= Stories from the Vaults =

Hosted by actor Tom Cavanagh, Stories from the Vaults is a series of 30-minute shows featuring a behind-the-scenes look at the Smithsonian Institution, the world's largest museum complex. The new series, produced by Caragol Wells Productions, showcases the Smithsonian's rarest treasures as Tom Cavanagh meets with the experts behind the Smithsonian and discusses what it takes to preserve these precious artifacts for the generations to come. Stories from the Vaults debuted September 2007 on Smithsonian Networks. The second season premiered Sunday July 12, 2009.

== SEASON 1 ==

===Episode 1: "Famous Donors"===
Cavanagh visits with Dr. Hans-Deiter Seus and collections manager Linda Gordon who oversee 580,000 mammal specimens. They discuss the science of tracking environmental and ecological changes and examine the Smithsonian's vast collection of specimens. Cavanagh also stops by to see the Entertainment Collection curator to enjoy a collection of jokes donated by the first woman to enjoy a comedy career in television.

===Episode 2: "Superlatives"===
Tom Cavanagh goes in search of the most misunderstood, the best and the tiniest to learn what it takes to stand out in a collection of 142 million objects. Paul Rhymer discusses the art of taxidermy with Tom before Cavanagh heads over to the National Museum of American History for a unique test. In a "cello challenge" Cavanagh has to identify the difference in sound between an ordinary cello and that of a 300-year-old Stradivarius, one of the finest instruments in the world.

===Episode 3: "No Place Like Home"===
In "No Place Like Home", Tom examines four unique forms of homes: the earliest space suits, the tipi of the plains Indians, mobile homes, and the life of the roundworm – a parasite able to make its home in almost any type of ecosystem.

===Episode 4: "Beauty"===
Beauty comes in many forms and in this episode Tom Cavanagh explores the subject through the perspective of three Smithsonian curators and their views on ants, orchids and the world of advertising.

===Episode 5: "Firsts"===
In the world of technological innovation there are many important firsts. Join Tom Cavanagh as he examines the cockpit of a jumbo jet, Thomas Edison's earliest light bulbs, and the first video game consoles ever invented.

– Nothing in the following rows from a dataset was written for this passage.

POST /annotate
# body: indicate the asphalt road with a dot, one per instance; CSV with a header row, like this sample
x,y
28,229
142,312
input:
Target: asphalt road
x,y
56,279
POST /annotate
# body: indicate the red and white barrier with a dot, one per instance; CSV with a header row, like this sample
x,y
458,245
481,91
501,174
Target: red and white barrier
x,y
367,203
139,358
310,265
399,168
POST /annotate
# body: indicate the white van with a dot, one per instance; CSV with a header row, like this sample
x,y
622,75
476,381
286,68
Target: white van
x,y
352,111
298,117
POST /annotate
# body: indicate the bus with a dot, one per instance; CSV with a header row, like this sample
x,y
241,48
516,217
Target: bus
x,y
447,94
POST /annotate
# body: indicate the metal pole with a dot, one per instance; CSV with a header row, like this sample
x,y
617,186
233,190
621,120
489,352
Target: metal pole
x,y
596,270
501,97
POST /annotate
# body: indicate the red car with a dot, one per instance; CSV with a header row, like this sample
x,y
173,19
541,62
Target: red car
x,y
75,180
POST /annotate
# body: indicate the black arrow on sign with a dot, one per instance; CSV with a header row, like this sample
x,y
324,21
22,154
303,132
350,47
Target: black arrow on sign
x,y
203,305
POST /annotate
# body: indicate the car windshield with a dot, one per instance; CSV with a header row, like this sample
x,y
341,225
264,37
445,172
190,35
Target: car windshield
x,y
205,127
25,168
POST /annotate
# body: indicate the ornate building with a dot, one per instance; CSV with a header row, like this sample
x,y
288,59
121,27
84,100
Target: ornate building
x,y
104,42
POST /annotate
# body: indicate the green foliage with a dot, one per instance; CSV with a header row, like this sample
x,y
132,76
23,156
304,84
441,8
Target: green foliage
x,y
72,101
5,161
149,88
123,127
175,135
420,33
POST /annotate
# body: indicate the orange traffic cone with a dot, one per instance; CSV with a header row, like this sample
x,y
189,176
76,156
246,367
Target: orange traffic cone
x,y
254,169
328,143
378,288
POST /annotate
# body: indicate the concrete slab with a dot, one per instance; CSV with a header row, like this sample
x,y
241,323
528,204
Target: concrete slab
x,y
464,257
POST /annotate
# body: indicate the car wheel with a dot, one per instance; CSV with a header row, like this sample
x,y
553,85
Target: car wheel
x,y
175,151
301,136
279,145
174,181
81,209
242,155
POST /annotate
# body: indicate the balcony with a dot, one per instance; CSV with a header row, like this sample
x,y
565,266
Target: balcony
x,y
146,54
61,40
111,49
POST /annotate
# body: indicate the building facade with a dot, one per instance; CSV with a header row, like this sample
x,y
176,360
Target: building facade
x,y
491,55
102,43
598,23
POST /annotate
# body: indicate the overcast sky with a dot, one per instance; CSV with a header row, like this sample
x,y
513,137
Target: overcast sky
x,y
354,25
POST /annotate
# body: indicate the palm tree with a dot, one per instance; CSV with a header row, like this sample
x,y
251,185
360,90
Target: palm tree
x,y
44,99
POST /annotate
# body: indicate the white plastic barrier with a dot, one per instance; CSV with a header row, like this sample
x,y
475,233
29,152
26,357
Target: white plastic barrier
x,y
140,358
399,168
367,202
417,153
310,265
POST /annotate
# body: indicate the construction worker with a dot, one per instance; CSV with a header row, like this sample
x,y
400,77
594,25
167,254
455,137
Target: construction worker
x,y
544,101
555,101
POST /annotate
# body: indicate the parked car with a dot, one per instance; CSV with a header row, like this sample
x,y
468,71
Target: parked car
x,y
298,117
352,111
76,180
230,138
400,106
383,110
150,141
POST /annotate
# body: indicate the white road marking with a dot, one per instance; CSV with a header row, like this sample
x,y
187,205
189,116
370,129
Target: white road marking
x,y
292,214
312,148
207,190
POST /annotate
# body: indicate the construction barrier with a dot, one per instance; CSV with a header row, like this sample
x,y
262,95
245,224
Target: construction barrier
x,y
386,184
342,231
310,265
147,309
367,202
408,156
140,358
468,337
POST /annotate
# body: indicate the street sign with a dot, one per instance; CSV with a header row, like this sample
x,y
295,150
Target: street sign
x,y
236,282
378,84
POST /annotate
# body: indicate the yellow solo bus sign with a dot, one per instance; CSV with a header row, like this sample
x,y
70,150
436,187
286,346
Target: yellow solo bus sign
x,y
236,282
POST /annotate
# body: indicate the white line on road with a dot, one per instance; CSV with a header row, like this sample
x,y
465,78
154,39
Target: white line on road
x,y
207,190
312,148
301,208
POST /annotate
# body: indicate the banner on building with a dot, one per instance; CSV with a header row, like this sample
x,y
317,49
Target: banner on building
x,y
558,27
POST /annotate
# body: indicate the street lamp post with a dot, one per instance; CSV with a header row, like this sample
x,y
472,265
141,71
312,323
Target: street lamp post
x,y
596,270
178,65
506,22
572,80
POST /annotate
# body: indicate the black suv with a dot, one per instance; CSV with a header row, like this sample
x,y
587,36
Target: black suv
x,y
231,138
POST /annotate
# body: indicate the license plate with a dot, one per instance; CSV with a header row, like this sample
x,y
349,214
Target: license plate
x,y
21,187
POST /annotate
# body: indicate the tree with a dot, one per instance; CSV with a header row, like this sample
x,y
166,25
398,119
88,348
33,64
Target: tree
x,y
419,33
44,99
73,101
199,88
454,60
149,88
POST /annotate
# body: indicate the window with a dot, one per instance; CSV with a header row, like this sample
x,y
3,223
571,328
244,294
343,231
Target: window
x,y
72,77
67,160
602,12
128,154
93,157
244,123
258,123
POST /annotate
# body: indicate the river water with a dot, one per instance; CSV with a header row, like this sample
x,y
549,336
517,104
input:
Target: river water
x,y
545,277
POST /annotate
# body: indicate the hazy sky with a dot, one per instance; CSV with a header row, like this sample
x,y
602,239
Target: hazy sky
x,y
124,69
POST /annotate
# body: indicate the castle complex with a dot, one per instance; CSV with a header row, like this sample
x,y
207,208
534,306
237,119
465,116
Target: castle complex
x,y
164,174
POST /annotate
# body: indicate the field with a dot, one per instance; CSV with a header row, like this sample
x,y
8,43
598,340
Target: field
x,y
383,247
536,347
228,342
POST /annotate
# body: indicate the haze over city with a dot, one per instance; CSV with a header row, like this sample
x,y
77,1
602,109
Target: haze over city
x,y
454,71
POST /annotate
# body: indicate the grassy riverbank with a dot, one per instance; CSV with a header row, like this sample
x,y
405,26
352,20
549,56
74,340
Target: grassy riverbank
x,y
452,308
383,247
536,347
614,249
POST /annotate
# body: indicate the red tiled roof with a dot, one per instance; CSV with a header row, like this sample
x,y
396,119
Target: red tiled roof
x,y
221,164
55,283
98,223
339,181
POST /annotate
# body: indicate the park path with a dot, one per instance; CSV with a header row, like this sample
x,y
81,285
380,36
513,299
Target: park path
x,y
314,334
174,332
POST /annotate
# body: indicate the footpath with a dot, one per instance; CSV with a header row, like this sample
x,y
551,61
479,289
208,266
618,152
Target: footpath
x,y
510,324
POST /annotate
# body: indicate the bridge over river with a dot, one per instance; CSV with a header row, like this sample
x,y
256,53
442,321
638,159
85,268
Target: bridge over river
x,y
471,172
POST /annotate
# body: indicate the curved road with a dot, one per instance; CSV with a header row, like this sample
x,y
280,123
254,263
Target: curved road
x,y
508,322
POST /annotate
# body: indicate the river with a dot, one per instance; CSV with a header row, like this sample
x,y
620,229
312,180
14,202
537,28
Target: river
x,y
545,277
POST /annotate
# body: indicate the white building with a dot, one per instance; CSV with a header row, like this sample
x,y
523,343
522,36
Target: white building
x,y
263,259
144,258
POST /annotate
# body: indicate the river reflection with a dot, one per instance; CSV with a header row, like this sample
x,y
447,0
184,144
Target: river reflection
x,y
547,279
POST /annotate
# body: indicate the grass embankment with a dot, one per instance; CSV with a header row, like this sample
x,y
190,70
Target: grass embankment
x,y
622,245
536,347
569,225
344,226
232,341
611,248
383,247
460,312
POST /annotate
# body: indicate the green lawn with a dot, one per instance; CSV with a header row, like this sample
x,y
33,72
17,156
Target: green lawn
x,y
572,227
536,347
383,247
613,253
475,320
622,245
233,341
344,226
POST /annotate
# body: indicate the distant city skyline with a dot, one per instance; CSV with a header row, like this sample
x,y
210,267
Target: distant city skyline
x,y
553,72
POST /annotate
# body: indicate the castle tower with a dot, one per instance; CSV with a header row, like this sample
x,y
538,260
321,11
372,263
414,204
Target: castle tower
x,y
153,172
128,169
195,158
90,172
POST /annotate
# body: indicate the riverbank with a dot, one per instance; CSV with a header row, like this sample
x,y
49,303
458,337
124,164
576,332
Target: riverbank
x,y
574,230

===Episode 6: "Life after Death"===
At the Smithsonian, many researchers and historians find valuable clues about life through the study of death. From a colony of flesh-eating beetles to the idea seeking immortality by posing for a portrait, the Smithsonian presents many ways to answer the question, "Is there life after death?"

===Episode 7: "Random"===
The Smithsonian collection is anything but random. Each of its objects has a scope that encompasses answers to questions as yet unasked, from photography, providing a multiplicity of meaning a single image, to the National Zoo, housing animals and DNA for study in future centuries.

== SEASON 2 ==

=== Episode 1: "Let's Eat!"===
Learn how to cook Native American dishes with the executive chef of Mitsitam Café; discover the origins of the American coffee break at the National Museum of American History and visit the National Museum of Dentistry, where host Tom Cavanagh learns how food takes a toll on our teeth.

===Episode 2: "Top Secret"===
The Smithsonian's most compelling mysteries are revealed. Can an artist outsmart the world's top spies? How does a missile filled with mail make a political statement to the world? These questions are answered.

===Episode 3: "Nature's Vault"===
The Smithsonian Tropical Research Institute in Panama tracks sloths. Then search the Panama Canal for clues to the creation of the Panamanian Isthmus, and rise sixteen stories atop the rainforest in a construction crane to do bug research.

===Episode 4: "Crystal Ball"===
The Smithsonian's Vaults and labs feature designers who have shaped our future, sneak a peek at museum of the future, and talk to scientists helping to preserve the future of the tropical rainforest.

=== Episode 5: "Going, Going, Gone"===
This episode goes behind the scenes and see what might be called "extreme conservation": like saving animals from the brink of extinction; finding new ways to preserve a provocative work of art; or reviving an entire genre of music. Also learn what Smithsonian experts are doing to protect the best aspects of our world for future generations.

===Episode 6: "Sex 101"===
People may not like to talk about it, but sex is everywhere ... even at the Smithsonian. The topic may not be featured in major museum exhibitions, but the vaults and labs of the Smithsonian feature stories about "the birds and the bees." Host Tom Cavanagh goes behind the scenes of the Smithsonian to find evidence of romance and sex.

===Episode 7: "Villains and Rogues"===
Explore the crime "scene" at the Smithsonian's Vaults: photographic evidence from the Crime of the Century; everyone's favorite natural villain, the snake; and America's first "Lone Gunman": John Wilkes Booth.